Eine Vier-Zimmer-Wohnung mit 90 Quadratmetern in Hasenbergl kostet derzeit knapp 2000 Euro Miete pro Monat – ein vergleichsweise günstiger Preis im Münchner Vergleich. Bei möblierten Kurzzeitmieten werden dagegen deutlich höhere Summen fällig: Ein kleines, als "gemütliches Refugium" beworbenes Objekt nahe dem Englischen Garten ist für 4750 Euro monatlich inseriert.
Die Preise variieren zwischen den Vierteln stark.

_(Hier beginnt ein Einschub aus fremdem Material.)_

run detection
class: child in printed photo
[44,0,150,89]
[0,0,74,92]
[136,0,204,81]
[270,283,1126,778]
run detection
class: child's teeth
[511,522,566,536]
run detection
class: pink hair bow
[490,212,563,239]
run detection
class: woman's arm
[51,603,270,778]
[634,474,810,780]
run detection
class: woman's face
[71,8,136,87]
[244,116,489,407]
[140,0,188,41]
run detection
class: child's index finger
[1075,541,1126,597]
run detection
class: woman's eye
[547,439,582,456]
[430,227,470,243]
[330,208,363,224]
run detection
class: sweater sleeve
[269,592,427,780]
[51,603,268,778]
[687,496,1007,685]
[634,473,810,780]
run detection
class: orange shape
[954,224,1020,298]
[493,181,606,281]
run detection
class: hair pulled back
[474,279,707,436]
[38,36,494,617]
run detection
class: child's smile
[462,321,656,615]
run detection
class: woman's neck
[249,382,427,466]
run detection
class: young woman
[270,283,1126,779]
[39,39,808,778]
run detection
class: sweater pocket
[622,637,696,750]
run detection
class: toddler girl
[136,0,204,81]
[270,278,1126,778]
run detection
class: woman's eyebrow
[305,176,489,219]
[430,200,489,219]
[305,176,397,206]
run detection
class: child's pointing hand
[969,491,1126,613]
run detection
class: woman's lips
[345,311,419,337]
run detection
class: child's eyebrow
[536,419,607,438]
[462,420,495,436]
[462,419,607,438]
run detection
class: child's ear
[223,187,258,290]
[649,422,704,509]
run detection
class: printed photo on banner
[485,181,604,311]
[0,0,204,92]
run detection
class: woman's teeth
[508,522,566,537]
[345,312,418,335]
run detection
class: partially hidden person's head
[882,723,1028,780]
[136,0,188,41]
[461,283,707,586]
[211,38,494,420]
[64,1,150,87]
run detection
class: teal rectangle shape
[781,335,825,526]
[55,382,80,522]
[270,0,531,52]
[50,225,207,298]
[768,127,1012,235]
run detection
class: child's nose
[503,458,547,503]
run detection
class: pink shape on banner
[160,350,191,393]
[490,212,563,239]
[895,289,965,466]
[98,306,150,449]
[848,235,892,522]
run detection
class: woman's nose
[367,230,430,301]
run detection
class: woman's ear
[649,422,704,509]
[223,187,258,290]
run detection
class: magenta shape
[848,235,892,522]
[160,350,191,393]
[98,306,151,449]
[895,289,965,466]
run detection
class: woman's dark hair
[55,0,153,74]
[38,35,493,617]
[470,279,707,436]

In Fürstenried wird eine Ein-Zimmer-Neubauwohnung für knapp 1000 Euro angeboten, während dieselbe Wohnfläche in Haidhausen bereits 1250 Euro kostet. Im Schnitt zahlen Mieter etwa 25 Euro pro Quadratmeter, wobei die Spanne je nach Lage beträchtlich ist.
Die Auswertung enthält keine Daten zu Mietentwicklungen der vergangenen fünf Jahre oder Vergleiche mit anderen deutschen Großstädten. Stattdessen konzentrieren sich die Angebote ausschließlich auf die aktuelle Verfügbarkeit und Einzelpreise.
Die hohen Mieten bleiben für Singles, Paare und Familien in München ein großes Problem. Die deutlichen Unterschiede zwischen den Stadtteilen unterstreichen, wie schwer es ist, passenden Wohnraum zu erschwinglichen Konditionen zu finden. Ohne langfristige Trenddaten müssen Mieter sich allein an den aktuellen Angeboten orientieren, um die Bezahlbarkeit einzuschätzen.